Il Ranavuottolo.

Giacomo Leopardi (Elio Germano) insieme a Antonio Ranieri (Michele Riondino) a rimirare il Vesuvio nel bel film “Il giovane favoloso” di Mario Martone

Gli anni di Giacomo Leopardi a Napoli sono una pagina bellissima ma poco nota. A Napoli, Leopardi riesce a vivere davvero la sua vita, a vincere per un po’ il nichilismo e il suo disincanto disperato, freak fra i freak, e a creare la sua opera più grande, il suo manifesto filosofico e artistico , grazie proprio all’ombra chiaroscurale del Vesuvio, l’arida spietatezza dell’esistenza e alla meravigliosa e seducente gente di Napoli (la solidarietà umana offre davvero una possibilità di riscatto): “La Ginestra”, il fiore che spunta dal deserto.

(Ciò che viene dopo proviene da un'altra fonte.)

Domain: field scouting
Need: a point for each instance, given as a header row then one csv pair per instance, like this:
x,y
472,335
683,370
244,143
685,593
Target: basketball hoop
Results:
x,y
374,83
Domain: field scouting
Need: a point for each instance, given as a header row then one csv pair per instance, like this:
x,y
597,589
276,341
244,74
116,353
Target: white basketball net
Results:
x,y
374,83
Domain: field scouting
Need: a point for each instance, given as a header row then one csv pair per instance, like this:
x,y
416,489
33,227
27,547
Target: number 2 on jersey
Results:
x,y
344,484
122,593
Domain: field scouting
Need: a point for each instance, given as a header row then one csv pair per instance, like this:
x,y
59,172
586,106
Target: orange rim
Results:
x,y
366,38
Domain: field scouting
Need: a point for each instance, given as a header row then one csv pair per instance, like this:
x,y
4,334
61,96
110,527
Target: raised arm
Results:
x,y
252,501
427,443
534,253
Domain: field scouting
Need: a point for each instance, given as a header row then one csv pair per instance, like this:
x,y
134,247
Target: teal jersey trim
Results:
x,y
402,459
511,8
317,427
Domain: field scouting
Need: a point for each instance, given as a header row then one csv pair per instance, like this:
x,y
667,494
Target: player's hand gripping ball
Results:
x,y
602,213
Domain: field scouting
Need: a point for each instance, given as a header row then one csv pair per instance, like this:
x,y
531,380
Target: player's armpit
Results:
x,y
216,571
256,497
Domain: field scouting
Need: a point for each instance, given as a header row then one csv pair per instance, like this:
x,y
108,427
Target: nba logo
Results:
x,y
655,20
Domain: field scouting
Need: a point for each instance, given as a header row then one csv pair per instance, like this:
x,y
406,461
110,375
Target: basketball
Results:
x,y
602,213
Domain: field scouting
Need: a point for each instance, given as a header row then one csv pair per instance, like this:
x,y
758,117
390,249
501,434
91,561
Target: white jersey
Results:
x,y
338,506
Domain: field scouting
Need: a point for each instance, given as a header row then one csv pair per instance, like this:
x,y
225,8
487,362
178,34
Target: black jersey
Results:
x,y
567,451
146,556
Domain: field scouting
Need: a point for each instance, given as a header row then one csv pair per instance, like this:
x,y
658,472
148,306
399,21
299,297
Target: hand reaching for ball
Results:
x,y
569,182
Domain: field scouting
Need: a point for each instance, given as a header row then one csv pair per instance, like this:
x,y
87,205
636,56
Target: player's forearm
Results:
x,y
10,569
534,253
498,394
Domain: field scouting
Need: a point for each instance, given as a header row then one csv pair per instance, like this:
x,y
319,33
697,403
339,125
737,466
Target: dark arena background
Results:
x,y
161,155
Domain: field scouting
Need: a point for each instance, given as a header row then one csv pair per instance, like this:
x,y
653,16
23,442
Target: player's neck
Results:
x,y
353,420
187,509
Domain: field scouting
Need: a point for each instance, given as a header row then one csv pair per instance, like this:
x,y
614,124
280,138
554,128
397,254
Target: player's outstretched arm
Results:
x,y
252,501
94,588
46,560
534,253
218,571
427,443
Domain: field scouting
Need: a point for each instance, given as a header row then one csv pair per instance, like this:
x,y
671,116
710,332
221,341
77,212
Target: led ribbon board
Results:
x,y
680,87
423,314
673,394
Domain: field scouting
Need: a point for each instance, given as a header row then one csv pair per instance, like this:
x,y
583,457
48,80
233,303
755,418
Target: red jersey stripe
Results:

Quando Giacomo e Antonio (l’amico Ranieri, incontrato a Firenze) nell’ottobre 1833 arrivano a Napoli, Leopardi è un giovane di 35 anni incanutito e gobbo, semicieco e afflitto da continui problemi fisici. Una delle ipotesi più accreditate dalla medicina moderna è che il poeta recanatese soffrisse di spondilite anchilopoietica giovanile, una gravissima malattia degenerativa che iniziò a manifestarsi all’età di 16 anni circa, ragazzetto nel suo palazzo, negli anni di “studio matto e disperatissimo” a Recanati, Marche Pontificie, dove era nato il 29 giugno 1798 da Monaldo e Adelaide, primo di tre fratelli: Giacomo, Carlo e Paolina.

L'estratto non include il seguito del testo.